Sept. 26, 2016
By Brad Muller | More Features
Mikayla Shields may be a freshman, but she knows a lot about success. The rookie on the South Carolina volleyball team has started every match so far this year and has enjoyed plenty of success on the court as well as in the classroom. While she has worked hard for everything she has achieved, having two parents who excelled in and out of sports has certainly helped shape her into what she has become on and off the court.
“Like any parents, they want their children to be better than they were and to have success,” Shields said. “They always pushed me to be the best that I can be. They always said that they didn’t want me to look back on my career and think that there was something I could have done better. So in that sense, there was a little bit of pressure because they knew how good I could be.”
“She is a special player,” said South Carolina head coach Scott Swanson. “She is confident in what she is doing on the floor. She was certainly born with a lot of athletic ability. Both of her parents were elite level athletes, and having grown up around that certainly helped back up her mindset.”
The Orlando, Fla., native is the daughter of Brett and Najuma (Fletcher) Shields who made names for themselves in the track and field arena at the University of Pittsburgh and beyond. Brett is part of the school record-holding sprint hurdle relay team, while her mother, Najuma, is the first-ever Pitt female athlete to win an NCAA track and field individual championship. She competed for her homeland of Guyana in the 1992 Olympics and was also the Big East Scholar-Athlete of the Year in 1996. Both went on to successful coaching careers as well. Although Mikayla did compete in track in high school, she didn’t feel like she had to follow in the exact footsteps of her parents.
“I knew volleyball was my sport,” Shields said. “I’m really lucky in that my parents allowed me to explore whatever I wanted to do. I tried everything from ballet to gymnastics, swimming, basketball, volleyball and every sport in between. Once I got into middle school, I really loved volleyball. My parents loved track, and they dedicated so many hours to that. Volleyball was that sport for me.”

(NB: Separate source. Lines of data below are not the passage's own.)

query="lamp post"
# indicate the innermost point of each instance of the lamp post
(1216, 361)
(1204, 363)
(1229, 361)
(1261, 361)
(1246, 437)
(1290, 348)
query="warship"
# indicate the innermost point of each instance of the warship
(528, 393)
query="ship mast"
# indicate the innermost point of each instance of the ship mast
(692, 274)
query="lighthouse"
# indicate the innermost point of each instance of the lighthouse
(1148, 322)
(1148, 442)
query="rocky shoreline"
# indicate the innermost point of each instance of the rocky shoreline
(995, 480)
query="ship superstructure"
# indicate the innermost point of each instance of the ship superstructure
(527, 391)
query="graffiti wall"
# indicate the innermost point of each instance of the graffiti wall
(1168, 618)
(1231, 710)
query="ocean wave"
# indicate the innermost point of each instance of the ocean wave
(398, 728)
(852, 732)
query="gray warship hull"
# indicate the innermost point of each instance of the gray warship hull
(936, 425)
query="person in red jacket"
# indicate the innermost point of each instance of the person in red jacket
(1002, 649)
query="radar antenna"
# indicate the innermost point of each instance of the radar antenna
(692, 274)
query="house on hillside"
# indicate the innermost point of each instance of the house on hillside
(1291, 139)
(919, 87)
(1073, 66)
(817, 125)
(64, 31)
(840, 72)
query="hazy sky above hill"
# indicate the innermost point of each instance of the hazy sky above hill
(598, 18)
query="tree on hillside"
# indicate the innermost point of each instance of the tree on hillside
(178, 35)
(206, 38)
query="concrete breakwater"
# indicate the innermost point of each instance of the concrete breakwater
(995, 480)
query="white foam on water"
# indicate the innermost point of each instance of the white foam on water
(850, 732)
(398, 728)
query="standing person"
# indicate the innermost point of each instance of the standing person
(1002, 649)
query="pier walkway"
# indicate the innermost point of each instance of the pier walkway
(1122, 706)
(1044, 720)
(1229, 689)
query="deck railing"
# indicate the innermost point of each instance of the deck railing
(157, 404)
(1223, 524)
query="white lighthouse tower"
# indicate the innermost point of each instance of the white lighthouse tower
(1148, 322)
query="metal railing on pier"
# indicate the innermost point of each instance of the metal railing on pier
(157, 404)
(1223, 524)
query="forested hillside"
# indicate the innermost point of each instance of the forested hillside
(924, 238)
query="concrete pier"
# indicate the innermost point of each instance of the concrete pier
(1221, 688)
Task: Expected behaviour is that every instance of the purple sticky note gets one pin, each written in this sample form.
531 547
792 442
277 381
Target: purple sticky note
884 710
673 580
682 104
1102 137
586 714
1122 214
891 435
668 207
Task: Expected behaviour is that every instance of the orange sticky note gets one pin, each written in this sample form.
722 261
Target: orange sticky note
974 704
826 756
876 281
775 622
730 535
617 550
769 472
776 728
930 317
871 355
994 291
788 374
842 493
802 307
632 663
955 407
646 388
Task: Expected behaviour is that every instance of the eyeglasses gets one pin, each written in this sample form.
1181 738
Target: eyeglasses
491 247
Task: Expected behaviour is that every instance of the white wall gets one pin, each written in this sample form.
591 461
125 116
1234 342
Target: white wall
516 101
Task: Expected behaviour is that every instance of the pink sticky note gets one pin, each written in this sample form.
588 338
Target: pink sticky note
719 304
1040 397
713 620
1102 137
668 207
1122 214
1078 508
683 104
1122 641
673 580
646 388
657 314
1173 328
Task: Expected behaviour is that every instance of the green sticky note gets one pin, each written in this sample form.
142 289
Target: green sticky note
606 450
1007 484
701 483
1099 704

Brett and Najuma raised Mikayla to be a well-rounded individual. She not only led her high school team to a region championship, but also earned the AP Scholar Award for academics.

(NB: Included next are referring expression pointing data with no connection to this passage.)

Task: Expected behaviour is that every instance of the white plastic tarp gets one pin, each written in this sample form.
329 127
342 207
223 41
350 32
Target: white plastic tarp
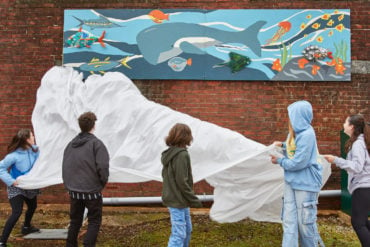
246 183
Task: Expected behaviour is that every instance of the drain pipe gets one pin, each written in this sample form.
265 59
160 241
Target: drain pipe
202 198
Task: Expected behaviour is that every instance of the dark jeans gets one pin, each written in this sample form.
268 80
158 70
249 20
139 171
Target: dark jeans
360 211
17 206
94 217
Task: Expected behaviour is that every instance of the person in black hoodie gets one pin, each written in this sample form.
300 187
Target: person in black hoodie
85 174
177 191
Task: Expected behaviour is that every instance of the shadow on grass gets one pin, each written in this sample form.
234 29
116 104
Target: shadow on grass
151 229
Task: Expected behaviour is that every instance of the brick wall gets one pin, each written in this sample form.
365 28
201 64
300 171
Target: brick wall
31 36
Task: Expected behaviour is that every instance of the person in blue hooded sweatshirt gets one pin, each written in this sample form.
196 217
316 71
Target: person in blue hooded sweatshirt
22 154
303 179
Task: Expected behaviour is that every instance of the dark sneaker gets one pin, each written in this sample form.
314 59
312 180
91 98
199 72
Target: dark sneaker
29 229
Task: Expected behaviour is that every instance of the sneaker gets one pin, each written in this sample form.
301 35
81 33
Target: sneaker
29 229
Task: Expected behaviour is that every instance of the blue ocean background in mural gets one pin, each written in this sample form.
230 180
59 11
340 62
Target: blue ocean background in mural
298 45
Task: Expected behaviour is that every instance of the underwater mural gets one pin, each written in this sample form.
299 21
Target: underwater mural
199 44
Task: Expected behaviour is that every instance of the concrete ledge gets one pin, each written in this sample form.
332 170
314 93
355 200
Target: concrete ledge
48 234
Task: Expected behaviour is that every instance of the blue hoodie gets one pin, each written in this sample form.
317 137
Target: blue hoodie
20 163
302 172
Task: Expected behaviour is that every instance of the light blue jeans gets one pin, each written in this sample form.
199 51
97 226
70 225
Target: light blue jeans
181 227
299 217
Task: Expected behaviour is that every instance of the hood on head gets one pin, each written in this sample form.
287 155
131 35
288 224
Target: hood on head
300 115
168 154
81 139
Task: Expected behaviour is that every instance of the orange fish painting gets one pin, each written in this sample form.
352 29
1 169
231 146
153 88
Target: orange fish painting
338 66
158 16
316 25
326 17
315 68
340 27
284 27
302 62
330 23
277 65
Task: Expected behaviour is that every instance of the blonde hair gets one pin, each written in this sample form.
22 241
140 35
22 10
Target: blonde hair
290 140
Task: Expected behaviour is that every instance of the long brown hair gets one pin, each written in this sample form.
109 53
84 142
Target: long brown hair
179 136
20 141
359 127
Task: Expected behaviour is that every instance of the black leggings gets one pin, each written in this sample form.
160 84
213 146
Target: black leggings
360 211
17 206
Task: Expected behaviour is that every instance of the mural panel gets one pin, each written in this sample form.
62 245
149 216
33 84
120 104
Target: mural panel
277 45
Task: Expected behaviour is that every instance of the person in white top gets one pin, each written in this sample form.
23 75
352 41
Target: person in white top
357 166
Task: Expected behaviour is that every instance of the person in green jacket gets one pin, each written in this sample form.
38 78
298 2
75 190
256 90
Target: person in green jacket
177 192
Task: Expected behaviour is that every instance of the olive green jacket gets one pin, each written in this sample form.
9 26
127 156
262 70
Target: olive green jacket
177 177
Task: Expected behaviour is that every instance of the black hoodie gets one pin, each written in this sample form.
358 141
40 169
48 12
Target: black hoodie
85 164
177 177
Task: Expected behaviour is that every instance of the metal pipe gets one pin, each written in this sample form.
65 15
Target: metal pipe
203 198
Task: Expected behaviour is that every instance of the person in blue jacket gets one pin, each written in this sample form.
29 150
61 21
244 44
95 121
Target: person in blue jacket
303 179
22 154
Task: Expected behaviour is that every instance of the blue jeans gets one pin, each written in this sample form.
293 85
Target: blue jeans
94 216
299 217
180 227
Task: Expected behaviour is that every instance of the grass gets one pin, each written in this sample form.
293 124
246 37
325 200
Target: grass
145 227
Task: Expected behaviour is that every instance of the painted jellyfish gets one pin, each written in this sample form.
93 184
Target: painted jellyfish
284 27
178 63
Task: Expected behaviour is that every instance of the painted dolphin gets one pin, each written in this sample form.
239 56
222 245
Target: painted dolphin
162 42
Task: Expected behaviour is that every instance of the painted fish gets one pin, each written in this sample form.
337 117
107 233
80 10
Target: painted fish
82 39
276 65
158 16
101 66
178 64
314 53
338 65
340 22
160 43
237 62
101 22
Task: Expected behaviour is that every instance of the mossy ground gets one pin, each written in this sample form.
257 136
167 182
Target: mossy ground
148 227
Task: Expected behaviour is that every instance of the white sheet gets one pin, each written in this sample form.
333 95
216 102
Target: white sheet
133 129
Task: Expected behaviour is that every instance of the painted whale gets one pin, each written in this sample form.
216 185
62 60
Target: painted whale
162 42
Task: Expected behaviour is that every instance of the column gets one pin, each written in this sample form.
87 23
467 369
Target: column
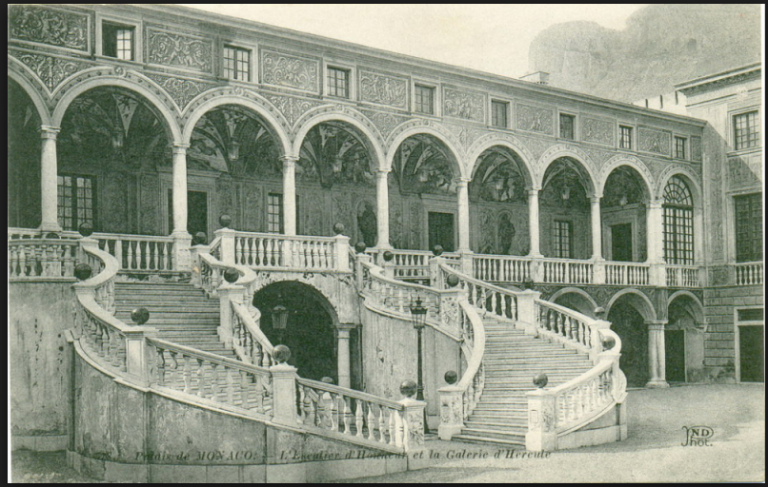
462 189
656 355
180 189
49 174
533 222
289 194
342 334
382 210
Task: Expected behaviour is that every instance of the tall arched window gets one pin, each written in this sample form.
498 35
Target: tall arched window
678 222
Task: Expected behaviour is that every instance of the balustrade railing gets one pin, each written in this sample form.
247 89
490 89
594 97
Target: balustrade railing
357 416
211 378
627 274
749 273
42 258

“In my household, ‘Cs’ are not acceptable,” Shields laughed. “Academics always came first with my parents. If we were not up on our schoolwork, sports weren’t going to happen. That was a big motivator for me. It’s also become a guideline for me because now that I am on my own in college, I have a goal for myself. In order to meet that standard, I have to place academics before sports or my social life sometimes. So now I put that pressure on myself to be as good as I can be in all things.”
Once you’re an adult, you have to make your own name. So I’m making my own way.

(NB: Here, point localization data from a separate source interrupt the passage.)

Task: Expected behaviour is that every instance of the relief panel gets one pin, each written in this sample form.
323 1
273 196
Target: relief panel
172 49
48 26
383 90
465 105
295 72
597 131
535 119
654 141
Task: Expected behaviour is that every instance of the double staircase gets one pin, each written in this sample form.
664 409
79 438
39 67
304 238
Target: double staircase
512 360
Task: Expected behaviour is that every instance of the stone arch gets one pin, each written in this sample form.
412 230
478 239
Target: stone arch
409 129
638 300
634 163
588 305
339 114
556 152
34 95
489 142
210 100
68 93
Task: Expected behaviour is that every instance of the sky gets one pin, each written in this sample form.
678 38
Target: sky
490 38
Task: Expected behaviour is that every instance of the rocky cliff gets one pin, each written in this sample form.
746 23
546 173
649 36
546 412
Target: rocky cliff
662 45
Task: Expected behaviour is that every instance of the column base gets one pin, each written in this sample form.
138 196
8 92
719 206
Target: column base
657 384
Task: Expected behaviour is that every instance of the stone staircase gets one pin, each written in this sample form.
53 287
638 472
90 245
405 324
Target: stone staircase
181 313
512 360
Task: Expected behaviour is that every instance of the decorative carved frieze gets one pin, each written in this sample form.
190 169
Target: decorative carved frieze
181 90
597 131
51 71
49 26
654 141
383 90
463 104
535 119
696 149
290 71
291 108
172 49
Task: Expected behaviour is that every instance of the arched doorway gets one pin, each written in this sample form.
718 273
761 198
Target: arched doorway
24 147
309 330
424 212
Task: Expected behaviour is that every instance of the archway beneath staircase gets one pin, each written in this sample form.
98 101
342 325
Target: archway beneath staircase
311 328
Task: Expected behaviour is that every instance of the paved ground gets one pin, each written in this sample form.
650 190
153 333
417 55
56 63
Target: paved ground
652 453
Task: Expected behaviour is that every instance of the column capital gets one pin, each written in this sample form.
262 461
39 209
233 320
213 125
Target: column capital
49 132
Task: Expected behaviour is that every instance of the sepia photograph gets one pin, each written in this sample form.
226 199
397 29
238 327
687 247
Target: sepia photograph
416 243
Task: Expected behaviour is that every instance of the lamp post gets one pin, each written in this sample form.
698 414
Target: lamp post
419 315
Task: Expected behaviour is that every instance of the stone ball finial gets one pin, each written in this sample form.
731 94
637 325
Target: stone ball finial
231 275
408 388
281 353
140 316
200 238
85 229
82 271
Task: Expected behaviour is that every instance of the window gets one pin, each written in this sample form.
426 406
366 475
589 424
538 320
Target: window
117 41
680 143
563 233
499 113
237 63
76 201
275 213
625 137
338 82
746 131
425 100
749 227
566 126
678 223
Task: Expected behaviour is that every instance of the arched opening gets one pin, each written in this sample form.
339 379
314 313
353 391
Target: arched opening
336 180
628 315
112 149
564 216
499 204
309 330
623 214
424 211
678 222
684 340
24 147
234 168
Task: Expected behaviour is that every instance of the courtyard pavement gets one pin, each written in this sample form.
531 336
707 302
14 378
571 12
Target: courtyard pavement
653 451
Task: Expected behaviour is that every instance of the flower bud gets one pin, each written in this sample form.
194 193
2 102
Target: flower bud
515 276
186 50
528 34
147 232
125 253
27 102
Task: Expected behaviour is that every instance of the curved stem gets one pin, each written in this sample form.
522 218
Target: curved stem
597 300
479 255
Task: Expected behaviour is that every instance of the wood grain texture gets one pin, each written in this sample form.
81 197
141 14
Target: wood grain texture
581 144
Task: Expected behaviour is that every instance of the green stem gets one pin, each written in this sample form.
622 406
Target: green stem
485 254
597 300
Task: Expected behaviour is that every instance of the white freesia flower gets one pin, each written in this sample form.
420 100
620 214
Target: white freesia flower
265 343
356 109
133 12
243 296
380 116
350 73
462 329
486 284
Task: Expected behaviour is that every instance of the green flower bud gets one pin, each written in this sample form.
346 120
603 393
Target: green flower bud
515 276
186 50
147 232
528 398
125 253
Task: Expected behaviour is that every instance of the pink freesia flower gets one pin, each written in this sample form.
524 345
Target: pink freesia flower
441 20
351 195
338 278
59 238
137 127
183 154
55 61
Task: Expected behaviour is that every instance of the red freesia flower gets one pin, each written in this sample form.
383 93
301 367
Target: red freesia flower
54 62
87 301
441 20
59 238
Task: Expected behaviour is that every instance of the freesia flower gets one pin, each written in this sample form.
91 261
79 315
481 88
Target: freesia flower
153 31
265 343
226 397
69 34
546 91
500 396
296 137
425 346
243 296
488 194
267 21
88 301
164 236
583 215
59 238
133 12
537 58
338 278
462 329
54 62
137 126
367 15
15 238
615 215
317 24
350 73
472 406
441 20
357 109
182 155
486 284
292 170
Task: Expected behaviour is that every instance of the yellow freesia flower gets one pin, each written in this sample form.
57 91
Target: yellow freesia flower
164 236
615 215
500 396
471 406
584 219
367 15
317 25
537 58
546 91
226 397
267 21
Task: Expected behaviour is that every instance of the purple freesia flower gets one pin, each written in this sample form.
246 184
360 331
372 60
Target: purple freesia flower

Shields leads South Carolina in several statistical categories, and she is also diving right in to her academic work as she is a pre-med/biology major with plans of becoming an obstetrician/gynecologist.
“I always knew I wanted to do something in the medical field,” Shields said. “As I started getting older, I started researching it. I thought it was one of the happiest units in the medical field. I loved the idea that I could help bring life into the world.”
Shields has already brought a lot of life into the Gamecock volleyball program, and while she remains humble, she was confident that she would have a chance to make an impact.
“I knew that my (signing) class was going to be an important one,” Shields said. “Coach Scott was always talking about how he is building the program, and I wanted to be a part of what his vision is. Maybe I didn’t think I would have an immediate impact, but I thought I could make an impact that would be long lasting.
“There are so many things I love about being a Gamecock. When I first walked in here, I felt like this was a home. This is a place where I could lay my head down and be comfortable. The fans are awesome. The student-athletes from the other sports come and watch us, and we go and watch them.”
Shields first fell in love with South Carolina after attending an elite volleyball camp at the school.
“I just thought the campus was so cool, and the coaches and players were the kind of people I wanted to be around,” Shields recalled. “The family-feel that we have here is awesome, and I felt that from the very first time I stepped on the court here.”
“We do have a family oriented culture here,” Swanson said. “When people come and visit, they feel that sense of welcome and safety. They know that we are going to take care of their daughters. We’re going to help them put academics first as we try to mold them into elite collegiate athletes.”
Growing up, Shields enjoyed seeing how her parents were humble even as they were constantly recognized and held in high regard in the track and field community.
“My parents are awesome,” Shields said.” There are so many lessons I’ve learned from them. They taught me to always remember where I came from and to always work hard because if you don’t, someone else will be doing more than you. I don’t want to ever look back and think I could have done a little more to get that scholarship, or that NCAA title, or that Olympic spot. So to be great, I have to make the effort to be great. That translates into sports, academics and whatever else is thrown my way.
“My parents have done all they can for me and they continue to do that. I know it’s up to me to do it though. Once you’re an adult, you have to make your own name. So I’m making my own way.”